Em 2010, ano em que publicou Room, editado em Portugal um ano depois com o título O Quarto de Jack (Porto Editora), a escritora irlandesa Emma Donoghue (Dublin, 1969) conseguiu o aplauso de leitores e crítica. O romance seria um best-seller, venceu o Orange Prize e foi finalista do Man Booker. Seis anos depois, o livro chega ao cinema adaptado pela própria Emma Donoghue, num filme realizado por Lenny Abrahamson que partilha a perspectiva do original, ou seja, a história constrói-se a partir da voz e dos olhos de uma criança de cinco anos que, pouco depois do início da história, se percebe viver como prisioneiro e ter nascido de uma violação. O filme não reúne o mesmo consenso do livro mas conseguiu a nomeação para quatro Óscares em categorias principais: melhor filme, melhor realizador, melhor actriz principal e melhor argumento adaptado naquela que foi a estreia de Donoghue na escrita para cinema. “Esperávamos [a nomeação] para melhor actriz. As outras três foram absolutamente surpreendentes”, confessou a escritora ao Ípsilon, dois dias após saber das nomeações.

Não há muitos casos em que o autor do romance seja o escolhido para o adaptar ao cinema com este resultado. Ela fez por isso. Já vamos lá. Para já há uma ressalva. No romance, como no filme, Emma Donoghue nega que esta seja uma história de horror. O horror é antes a base para montar a relação “banal” entre uma mãe e um filho e esse é o núcleo. Uma mãe que se preocupa com a educação, a alimentação, a rotina, as horas de televisão diárias, a leitura, o exercício físico. Por isso, quando questionada sobre o peso de entrar por duas vezes num universo tão negro – romance e filme -, responde com o percurso em que a sua escrita se estruturou. “Foi um caminho desde o lado mais negro até ao mais luminoso”. Donoghue garante, desta forma – e apesar de poder “parecer cruel” -, que não houve muita angústia ao narrar a história de uma mulher e de uma criança mantidas em cativeiro num espaço exíguo, por um homem que é também raptor e violador.

No início do acto criativo, saber que ia do cativeiro para a liberdade atenuou a incursão no sórdido de uma história cujo fascínio literário está justamente no modo como ela é contada. “A grande dificuldade esteve na investigação, que incluiu não apenas casos de rapto, mas muitas formas estranhas ou negativas em que tantas crianças têm de crescer”, continuou Donoghue para princípio de uma conversa sobre como o Quarto de Jack, romance, deu origem a Quarto, filme realizado Lenny Abrahamson, que se estrou em Portugal na passada semana.

O Quarto de Jack, o livro, seria mais fácil de imaginar num palco do que no cinema.
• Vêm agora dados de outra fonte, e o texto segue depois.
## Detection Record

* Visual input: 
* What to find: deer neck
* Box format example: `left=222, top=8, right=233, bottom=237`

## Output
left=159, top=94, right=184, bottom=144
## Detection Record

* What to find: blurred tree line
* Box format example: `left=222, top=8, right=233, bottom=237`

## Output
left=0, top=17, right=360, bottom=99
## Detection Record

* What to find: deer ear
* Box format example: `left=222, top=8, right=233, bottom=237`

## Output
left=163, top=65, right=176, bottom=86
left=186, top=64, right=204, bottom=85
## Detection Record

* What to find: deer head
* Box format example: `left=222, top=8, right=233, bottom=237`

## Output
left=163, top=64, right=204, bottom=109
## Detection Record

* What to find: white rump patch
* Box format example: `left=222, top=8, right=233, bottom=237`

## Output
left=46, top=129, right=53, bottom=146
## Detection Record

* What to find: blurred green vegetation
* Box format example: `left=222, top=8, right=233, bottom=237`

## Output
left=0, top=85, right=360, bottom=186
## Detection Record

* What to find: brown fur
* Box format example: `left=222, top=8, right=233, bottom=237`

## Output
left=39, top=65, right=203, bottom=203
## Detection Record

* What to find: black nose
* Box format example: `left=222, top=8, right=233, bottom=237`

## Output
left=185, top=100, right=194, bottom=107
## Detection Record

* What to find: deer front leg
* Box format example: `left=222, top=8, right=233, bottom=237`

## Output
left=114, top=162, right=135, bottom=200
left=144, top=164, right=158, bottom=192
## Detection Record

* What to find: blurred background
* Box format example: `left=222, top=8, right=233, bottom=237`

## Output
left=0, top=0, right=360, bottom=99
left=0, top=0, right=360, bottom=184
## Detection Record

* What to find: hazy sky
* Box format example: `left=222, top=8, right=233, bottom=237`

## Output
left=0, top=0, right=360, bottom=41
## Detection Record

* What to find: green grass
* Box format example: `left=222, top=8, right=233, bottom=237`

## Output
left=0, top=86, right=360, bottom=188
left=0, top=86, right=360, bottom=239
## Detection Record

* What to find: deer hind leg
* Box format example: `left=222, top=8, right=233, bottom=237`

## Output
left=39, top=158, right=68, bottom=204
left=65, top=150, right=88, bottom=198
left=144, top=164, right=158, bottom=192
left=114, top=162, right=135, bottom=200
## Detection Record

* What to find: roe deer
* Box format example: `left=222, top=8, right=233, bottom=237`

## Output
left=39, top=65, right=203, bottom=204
Mais de metade passa-se num universo muito fechado, na intimidade de duas pessoas circunscrita a onze metros quadrados. Mãe e filho desenvolvendo entre si um código que lhes permite sobreviver em circunstâncias limite. A mulher permaneceu sete anos naquele espaço depois de ter sido raptada na rua, aos 19 anos; a criança foi concebida numa das muitas violações de que foi vítima e nasceu ali. O raptor voltava regularmente para levar mantimentos e abusar sexualmente da mulher enquanto a criança – a quem nunca foi dito que ele era o pai - fantasiava sobre um mundo que lhe chegava pela televisão e pelas histórias que a mulher - a “Mamã” - lhe contava. Até aos cinco anos, a vida da criança - Jack - foi o quarto, e a linguagem que aprendia era para nomear o que nele existia. Uma cama, um roupeiro, uma banheira, uma cobra de brincar feita de cascas de ovos, o pedaço de céu que via através de uma clarabóia. Coisas que tratava como sujeitos no seu modo solitário de socializar. Fora isso, tudo era ficção e era a ficção que lhe permitia um vocabulário muito mais extenso e complexo do que o delimitado pelos onze metros quadrados do quarto.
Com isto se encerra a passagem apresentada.